Thursday, January 26, 2012

A Secondary Art Teacher

I walked into school today expecting the usual boring art class lesson plans of: "The kids should continue working on their projects, they know what they're doing."
Instead, when I walked into the office I was greeted by the principal with, "oh, Mr. C, what are you doing for the next two months?"

Long story short, I may have an unexpected long-term job coming up.  Right now I'm scheduled tomorrow (Friday) through all of next week.  Past that, things are still up in the air.
I spent some time tonight talking to an art teacher friend of mine, getting some advice and also reading up on state visual art content expectations.  I'm certified in social studies and English... I can't draw my way out of a paper bag.
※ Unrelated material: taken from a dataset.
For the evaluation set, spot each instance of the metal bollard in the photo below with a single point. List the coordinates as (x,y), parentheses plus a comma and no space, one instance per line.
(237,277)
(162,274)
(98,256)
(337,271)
With all that being said, the high school students just finished sculpting lawn gnomes out of clay.  They were sitting on a shelf in the room, and some of the kids did a really good job on them.  The gnomes still need to be fired and then painted.  I have no idea how to work a kiln.


  1. Kilns arent too hard. If it's anything like the old craptastic one we had in school, you just set the temp, make sure none of the gnomes are solid clay (they have to be hollow or they'll explode), and then bake them. It's a day long process, the kids wont be able to work on them for a day or two. Though I'm sure you've already gone to google and looked up "how to use a kiln"..

  2. I give you a ton of credit, sir. I did two long-term stints, and I had months to prepare and observe before I took over. I could not imagine just taking the reins on the spot, especially outside of my area. (I had to learn Photoshop and Microsoft Access for Digital Design and Business Computer Applications. I needed every second of that 6 weeks to be ready to teach it, and I was still flying by the seat of my pants 99% of the time.)